# Finished painting a batch of my newer figures



## rkapuaala (Jan 3, 2008)

I haven't had much time to do any modeling or running of my trains. For the past 3 months I've been doing some work on my house and garden. I did manage to spend a little time each week painting some of my figures.
















Now that the work is winding down on the house, I can start focusing more on modeling. I just have a couple of more figures to finish painting and I think I will build a structure. It will be Moanalua depot. Its a depot that was situated on my Great Great Grandfather's land on the island of Oahu. I can't be sure but I suspect that it was part of an arrangement he worked out with Dillingham for the rightaway that went through his lands. Moanalua depot was rarely used, but he may have had plans to ship goats or cattle out of there since he was planning to use the land for that purpose according to a land grant my son found at the Bishop museum.


----------



## Totalwrecker (Feb 26, 2009)

Very nice, actually Excellent figures! 
But my critters would eat them and I'm too forgetful.... to bring 'em in. 
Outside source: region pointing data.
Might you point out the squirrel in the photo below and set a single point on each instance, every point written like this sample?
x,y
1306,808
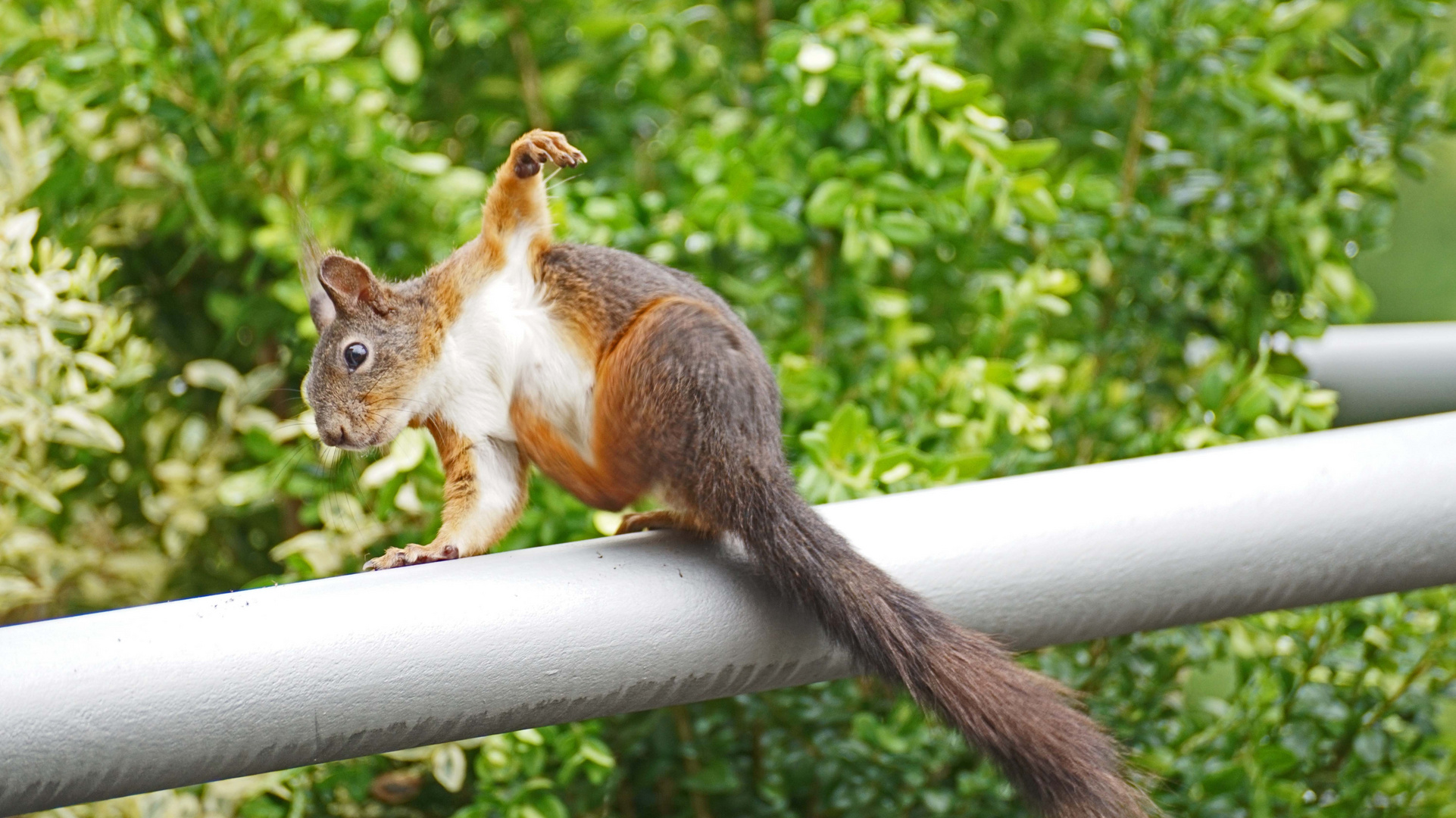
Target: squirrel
x,y
617,376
Your shelf looks like a painted diarama, love the purse. Get busy, they need a home! 

John


----------



## backyardRR (Aug 14, 2012)

These are some of the most striking miniature figures I have seen in any scale. An outstanding job on the facial expressions. Almost too good to put outside. Mahalo bra for the pictures.

Wayne

Knackered Valley Railroad
Long Island, NY


----------



## CliffyJ (Apr 29, 2009)

Incredible... just incredible... 
Sherlock Holmes, Hercule Piorot, Jane Marple... who's the forth? Hastings?


----------



## rkapuaala (Jan 3, 2008)

Thanks guys. Any similarity to those characters is purely coincidental. They are copyrighted characters and I would not dream of violating that. These are a Brit, A Belgian an Old maid and a sad dude in a bowler that I call Clyde


----------



## CliffyJ (Apr 29, 2009)

Posted By rkapuaala on 20 Jul 2013 06:35 PM 
Thanks guys. Any similarity to those characters is purely coincidental. They are copyrighted characters and I would not dream of violating that. These are a Brit, A Belgian an Old maid and a sad dude in a bowler that I call Clyde  Understood...

Oh c'mon, no one else noticed? No other Masterpiece Theater G-Gaugers out there?









Still, utterly fantastic work!


----------



## stevedenver (Jan 6, 2008)

Oh sweet Mystery of life, at last I have found thee! 

Those are superb and if you would email me , I would like to purchase the group, and of course the valeese the 'old broad' has. I only hope I could paint them as well as you have. 

Pray tell, whoooooooo, has the high boots behind the fellow in the deerstalker?


----------



## CliffyJ (Apr 29, 2009)

My guess is Charlie Chan, but Hawaii's not comin' clean...


----------



## denray (Jan 5, 2008)

Great figures you are really talented and thanks for sharing and inspiring us 
Dennis


----------



## rkapuaala (Jan 3, 2008)

Thanks all. I have emailed those that requested it.


----------



## Michael W (Oct 10, 2012)

The paint and sculpt jobs are amazing keep up the good work!


----------